Roman Model Celtic Model
Decision Ministry and Conversations
Fellowship Belief, Invitation to Commitment
Hunter also points out that most people today come to faith in Christ gradually (Celtic way), rather than suddenly (Roman way). I think he's right. Let me be clear: I am not saying that justification does not happen at a particular point of time. But we may not know precisely when that moment takes place. Normally, I think conversion is experienced as more of a process. We look back and say, "My, have I changed. Of course, I believe in Jesus." I would argue that often our "points of justification" practicing the Roman model are artificial and arbitrary, reflecting our methods more than reality. This leads to a host of problems. We share the gospel message and encourage someone to make a sudden, rushed decision. And we wonder why the person doesn't "stick." This leads either to an unregenerate church or to scores of people who have false assurance outside of our doors.

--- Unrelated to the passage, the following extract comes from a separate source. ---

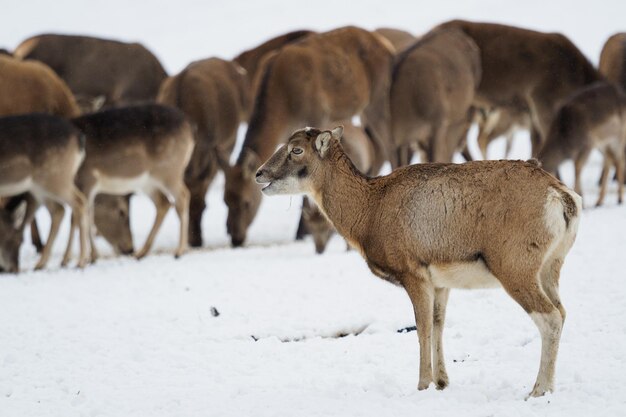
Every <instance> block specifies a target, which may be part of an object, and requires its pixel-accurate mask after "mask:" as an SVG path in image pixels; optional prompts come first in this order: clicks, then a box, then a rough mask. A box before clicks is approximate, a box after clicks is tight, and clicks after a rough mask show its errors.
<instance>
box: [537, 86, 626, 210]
mask: <svg viewBox="0 0 626 417" xmlns="http://www.w3.org/2000/svg"><path fill="white" fill-rule="evenodd" d="M594 148H595V149H598V150H599V151H600V152H602V154H603V156H604V168H603V174H602V178H601V187H600V195H599V196H598V201H597V202H596V206H600V205H602V202H603V201H604V196H605V194H606V187H607V180H608V174H609V169H610V168H611V166H614V167H615V171H616V174H617V179H618V184H619V185H618V187H619V191H618V202H619V203H620V204H621V202H622V196H623V192H624V149H625V148H626V97H625V96H624V94H623V92H622V91H621V89H619V88H618V87H617V86H615V85H613V84H610V83H608V82H606V81H603V82H598V83H595V84H592V85H590V86H587V87H585V88H582V89H581V90H579V91H578V92H576V93H575V94H573V95H572V96H570V97H569V98H568V100H567V101H565V103H564V104H563V106H562V107H561V108H560V109H559V111H558V112H557V113H556V116H555V117H554V119H553V121H552V126H551V127H550V130H549V133H548V138H547V140H546V143H545V145H544V147H543V149H542V150H541V152H540V153H539V160H540V161H541V162H542V164H543V167H544V169H545V170H546V171H548V172H552V173H555V174H556V172H557V170H558V167H559V165H560V164H561V163H562V162H564V161H565V160H568V159H573V160H574V168H575V176H576V177H575V178H576V183H575V186H574V190H575V191H576V192H577V193H578V194H581V195H582V186H581V183H580V180H581V175H582V169H583V167H584V166H585V163H586V162H587V158H588V157H589V154H590V153H591V151H592V150H593V149H594Z"/></svg>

Here is my approach to evangelism, which I know is quite controversial. It certainly doesn't result in impressive statistics. I never pray a prayer with anyone and declare him or her saved. I rather share the gospel, and study Scripture with someone over an extended period of time, encouraging the person to trust in Christ, and praying that God would draw the person to Himself. Then, as I see the person repenting of sin and trusting in Jesus, as well as rightly articulating the basics of the gospel, I then encourage the person to be baptized.
All the time, I am encouraging that person to be a part of Christian community, as Hunter recommends. Seeing the faith lived out in front of the person is a a powerful apologetic. That skeptic can join in on Bible studies, times of prayer, fellowship activities, etc., which can have a gradual, powerful impact. We can't expect the person to figure it all out before coming into the church. Rather, we make our Community Groups and other events safe places where he or she can ask lots of questions and explore Christianity alongside of us. Membership is taken quite seriously-- it's difficult to join. But it's incredibly easy to hang out with that community, seeing what the faith is all about. I am delighted to see a return to these ancient, Celtic ways. God has used the "Roman" method, for sure. But it seems that the potential for harm in that approach is great.